The stumpy thing with the yellow end is what is left of the corn whisk broom that I have been dismantling  to make the reeds for the roof; they are all cut into 2" (5 cm) sections ready to be glued between the roof beams.

That is a job which should take a while, and hopefully I will be able to come up with a method of making saws that I can live with! One has teeth on both edges, while the other is a large curved saw, with teeth along the curves. 

 

Saturday 10 July 2021

Catching Up

 Nothing to show today; it had been at least three weeks since our mini group got together, as Real Life caught up with all three of us. We finally met this past Wednesday. We are all rather pandemic-weary, just want to go back to normal social interactions!

Our house and contents are 27 or so years old, and the past few weeks we have had a number of small messes to deal with. Our refrigerator died in the middle of a serious heat-wave; who knew that you could no longer buy a fridge and get it the same or the next day? We spent an anxious Friday visiting every appliance store in our small city, and were quoted anywhere from three days to two weeks for delivery. At last we found a store that had a fridge in stock, and that agreed to deliver it, even though it was past hours and on a weekend. Thank heavens! It's not the fridge we would have chosen if we had had the time, but we can live with it.

The heat-wave left as abruptly as it came; one morning we woke up to find that our heating had come on automatically. We usually set this at 15C (about 60F) in the summer, and that night the temperatures went to 11C, in July! Two cork floors needed repairs; this is a noisy job. Then a toilet needed to be replaced. We hope all will be quiet for a while now.

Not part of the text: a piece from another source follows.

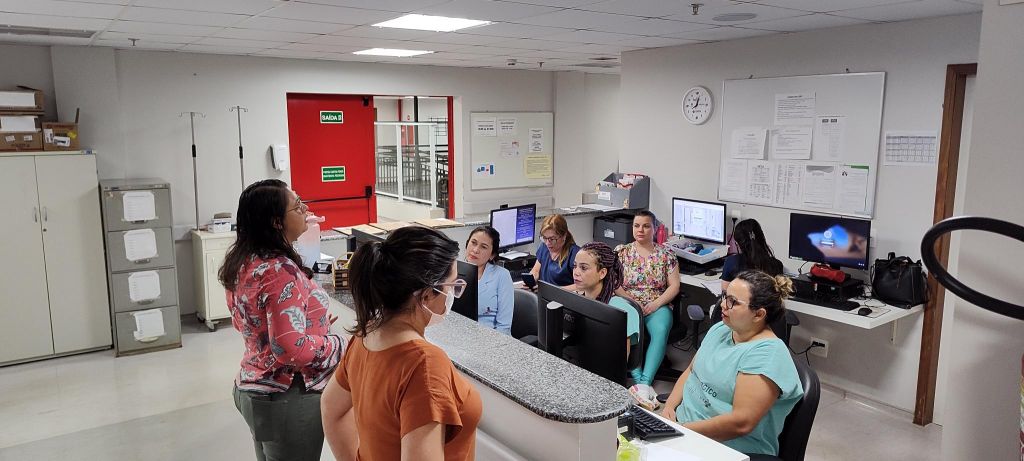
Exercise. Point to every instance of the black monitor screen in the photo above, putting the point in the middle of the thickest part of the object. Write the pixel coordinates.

We also got our second Covid shots, but are now waiting to see if will indeed need a third in the autumn.

I've been trying to make two saws for the wooden shoe factory; the two I made during our meeting this past week are pretty good, but I'm not really satisfied with them. Therefore, I will continue to experiment.

Now, once I finish knitting the newest pair of socks, I can get back to minis!